Bowie believes Bady and Bennett will have a big impact on the team despite the fast-paced playing style in the ABA.

“They’re going to hit some road blocks because it’s kind of like a rookie season,” Bowie said. “They got a lot of experience, but the levels are different. I tell these guys all the time, ‘There’s levels to this,’ but they got it. I believe them guys got what it takes to play on this level and even take it to the next level.” 

The Bucs’ captain: One player who is key to recruiting local players to the Bucs is Darian Doleman. The 6-foot-8 graduate of York Suburban has been with the York team since its start, minus a stint in a professional league in Mexico.

His role on the team is playing center now, but Doleman doesn’t see his passion for the organization ending even when his time on the court does. 

“As long as I am in York, there will be York Bucs (basketball),” Doleman said. “I am going to play until I can’t anymore, and then I am going to coach, be a recruiter or be in the stands. You will see me with a York Bucs jersey on.” 

Doleman serves a recruiter now while playing, and Bady is one of the players he brought on this season. Another new face for the Bucs is someone that has been beating them for a few seasons. 

A grand homecoming: Kelvin Parker, a 6-foot-4 York High graduate,   who attended NCAA Division I Mount St. Mary’s University before transferring to Millersville University, has experience in the ABA with the DMV Warriors. The Warriors were one of the ABA’s top teams before moving to a new semi-professional league prior to this season.

Parker is excited to be back playing in his hometown, but like other players, battles the balance between working and basketball. He works during the day and then practices from 9 p.m. to 11 p.m. and has to mentally prepare to give the effort required to keep his professional basketball hopes alive. 

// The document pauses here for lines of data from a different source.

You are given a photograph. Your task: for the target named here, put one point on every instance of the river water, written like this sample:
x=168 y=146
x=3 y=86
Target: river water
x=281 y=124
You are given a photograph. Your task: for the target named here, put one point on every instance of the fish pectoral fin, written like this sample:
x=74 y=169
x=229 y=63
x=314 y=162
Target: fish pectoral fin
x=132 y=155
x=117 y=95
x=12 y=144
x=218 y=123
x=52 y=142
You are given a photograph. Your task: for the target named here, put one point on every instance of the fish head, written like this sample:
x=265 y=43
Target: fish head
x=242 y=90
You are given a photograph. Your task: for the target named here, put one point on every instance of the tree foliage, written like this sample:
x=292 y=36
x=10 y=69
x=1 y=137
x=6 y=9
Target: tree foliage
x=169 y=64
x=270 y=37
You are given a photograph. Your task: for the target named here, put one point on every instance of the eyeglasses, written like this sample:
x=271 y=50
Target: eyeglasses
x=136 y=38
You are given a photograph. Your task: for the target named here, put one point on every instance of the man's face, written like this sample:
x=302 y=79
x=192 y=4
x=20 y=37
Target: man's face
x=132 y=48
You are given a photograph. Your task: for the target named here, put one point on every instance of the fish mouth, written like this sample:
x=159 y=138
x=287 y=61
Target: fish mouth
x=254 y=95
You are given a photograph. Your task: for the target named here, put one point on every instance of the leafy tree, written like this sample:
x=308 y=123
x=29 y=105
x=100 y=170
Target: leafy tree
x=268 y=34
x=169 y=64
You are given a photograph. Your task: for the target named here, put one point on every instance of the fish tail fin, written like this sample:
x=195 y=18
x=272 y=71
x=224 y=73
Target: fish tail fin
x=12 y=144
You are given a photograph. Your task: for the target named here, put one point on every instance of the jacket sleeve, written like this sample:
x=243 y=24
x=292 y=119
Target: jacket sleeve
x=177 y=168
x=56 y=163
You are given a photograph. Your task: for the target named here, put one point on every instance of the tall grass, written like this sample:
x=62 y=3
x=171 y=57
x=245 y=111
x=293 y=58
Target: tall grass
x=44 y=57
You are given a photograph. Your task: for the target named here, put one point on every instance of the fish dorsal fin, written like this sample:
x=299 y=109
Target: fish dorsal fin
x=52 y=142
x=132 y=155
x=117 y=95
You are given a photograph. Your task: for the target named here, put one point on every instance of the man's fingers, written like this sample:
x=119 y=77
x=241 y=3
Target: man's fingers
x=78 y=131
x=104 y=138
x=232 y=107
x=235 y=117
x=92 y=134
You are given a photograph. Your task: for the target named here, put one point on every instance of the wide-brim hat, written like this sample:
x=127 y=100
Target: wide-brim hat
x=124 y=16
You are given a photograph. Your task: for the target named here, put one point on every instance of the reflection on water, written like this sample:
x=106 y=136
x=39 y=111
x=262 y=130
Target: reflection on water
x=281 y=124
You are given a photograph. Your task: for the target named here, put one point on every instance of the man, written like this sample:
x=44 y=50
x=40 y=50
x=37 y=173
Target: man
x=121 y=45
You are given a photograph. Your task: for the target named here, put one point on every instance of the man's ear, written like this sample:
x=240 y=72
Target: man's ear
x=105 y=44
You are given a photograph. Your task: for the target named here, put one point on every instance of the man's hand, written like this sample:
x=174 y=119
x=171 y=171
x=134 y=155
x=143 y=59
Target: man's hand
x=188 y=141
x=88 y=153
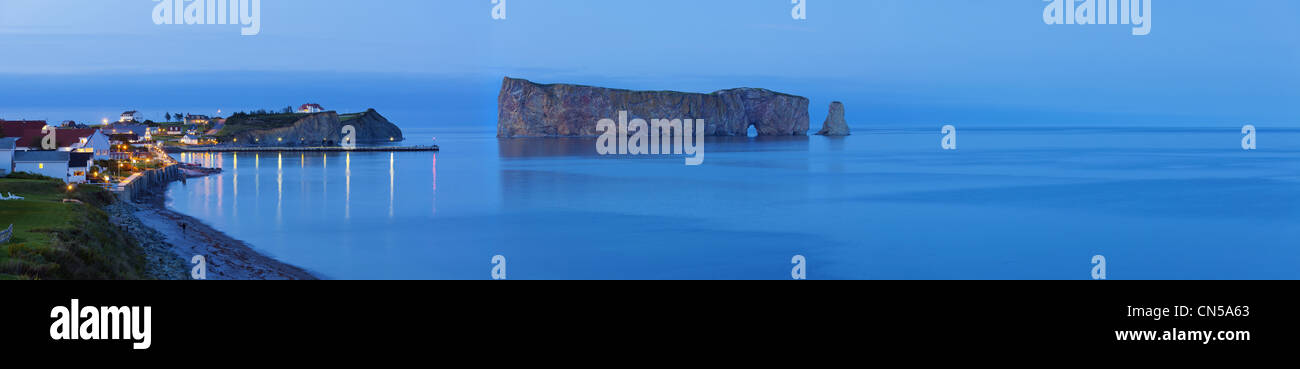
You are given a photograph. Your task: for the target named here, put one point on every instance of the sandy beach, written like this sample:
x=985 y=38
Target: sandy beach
x=226 y=257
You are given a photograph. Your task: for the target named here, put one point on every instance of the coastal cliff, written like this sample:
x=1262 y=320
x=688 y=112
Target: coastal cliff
x=313 y=129
x=532 y=109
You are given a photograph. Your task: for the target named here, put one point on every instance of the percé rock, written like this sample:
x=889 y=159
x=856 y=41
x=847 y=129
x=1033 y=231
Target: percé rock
x=532 y=109
x=326 y=127
x=835 y=124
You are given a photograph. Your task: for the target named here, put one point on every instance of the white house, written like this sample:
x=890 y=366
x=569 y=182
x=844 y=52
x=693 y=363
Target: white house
x=129 y=116
x=83 y=140
x=7 y=148
x=78 y=166
x=52 y=164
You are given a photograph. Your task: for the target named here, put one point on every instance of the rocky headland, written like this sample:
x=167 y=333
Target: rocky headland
x=315 y=129
x=533 y=109
x=835 y=124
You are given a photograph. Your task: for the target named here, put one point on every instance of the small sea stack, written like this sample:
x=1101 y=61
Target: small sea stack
x=835 y=124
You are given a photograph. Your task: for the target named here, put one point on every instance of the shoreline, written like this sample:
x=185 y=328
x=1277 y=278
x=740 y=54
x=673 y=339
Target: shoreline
x=226 y=257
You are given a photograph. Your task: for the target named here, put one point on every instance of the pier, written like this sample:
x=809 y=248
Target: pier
x=258 y=148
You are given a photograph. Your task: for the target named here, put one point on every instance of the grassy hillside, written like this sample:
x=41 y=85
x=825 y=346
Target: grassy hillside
x=64 y=241
x=239 y=124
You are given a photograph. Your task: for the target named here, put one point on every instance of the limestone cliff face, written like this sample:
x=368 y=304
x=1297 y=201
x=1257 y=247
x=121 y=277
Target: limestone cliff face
x=835 y=124
x=532 y=109
x=326 y=127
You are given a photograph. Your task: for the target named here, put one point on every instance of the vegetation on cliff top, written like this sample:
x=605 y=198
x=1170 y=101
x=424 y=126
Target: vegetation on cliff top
x=260 y=121
x=53 y=239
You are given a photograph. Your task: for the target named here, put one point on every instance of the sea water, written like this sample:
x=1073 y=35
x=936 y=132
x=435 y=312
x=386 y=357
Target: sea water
x=1010 y=203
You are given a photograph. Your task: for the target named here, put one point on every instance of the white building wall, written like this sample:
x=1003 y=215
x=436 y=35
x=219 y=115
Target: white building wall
x=5 y=161
x=48 y=169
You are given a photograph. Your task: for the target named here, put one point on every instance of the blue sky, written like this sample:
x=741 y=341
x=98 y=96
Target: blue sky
x=440 y=61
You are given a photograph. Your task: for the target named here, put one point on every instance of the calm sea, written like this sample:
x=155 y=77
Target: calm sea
x=1009 y=203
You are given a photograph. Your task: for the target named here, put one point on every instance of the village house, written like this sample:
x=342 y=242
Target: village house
x=135 y=131
x=7 y=148
x=196 y=120
x=78 y=166
x=52 y=164
x=133 y=116
x=20 y=129
x=311 y=108
x=172 y=130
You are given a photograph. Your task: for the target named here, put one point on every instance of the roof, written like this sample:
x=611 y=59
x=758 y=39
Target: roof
x=79 y=159
x=42 y=156
x=138 y=129
x=63 y=138
x=16 y=129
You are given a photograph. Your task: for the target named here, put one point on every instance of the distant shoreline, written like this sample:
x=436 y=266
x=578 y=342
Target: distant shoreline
x=226 y=257
x=378 y=148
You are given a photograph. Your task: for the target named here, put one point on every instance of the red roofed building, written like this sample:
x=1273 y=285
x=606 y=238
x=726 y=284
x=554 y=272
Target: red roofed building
x=311 y=108
x=76 y=140
x=16 y=129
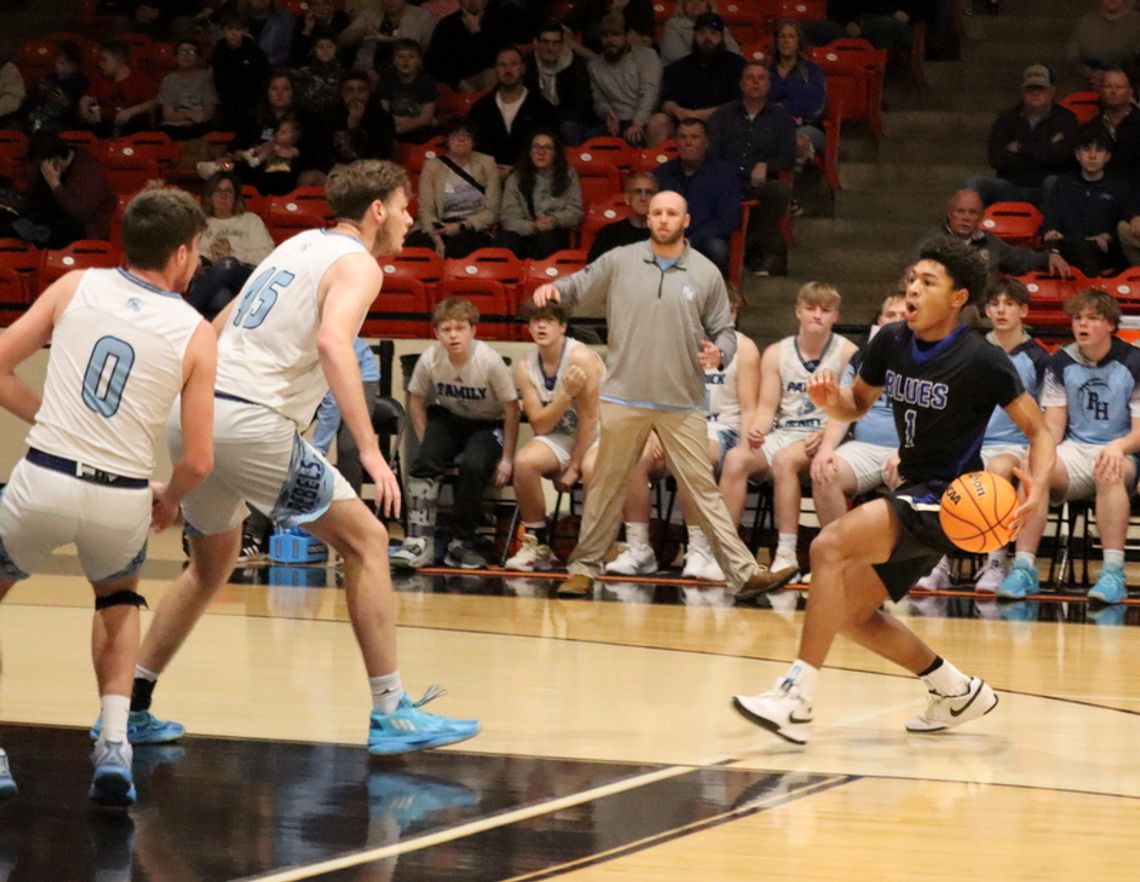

“Late practices are rough, because everyone is tired,” Parker said. “You just gotta come in and get prepared to work (and give) 100% all the time.” 

Ready to begin: With training camp over, new jerseys  handed out and the players  excited to get on the court, Bowie is ready to get the season started. The chance for the athletes to prove they belong in professional basketball is there, now it’s up to them to make it happen.

“I am anxious to see what these guys do and see all the hard work pay off,” Bowie said. “At the end of the day, they put in the work. The time is here now.”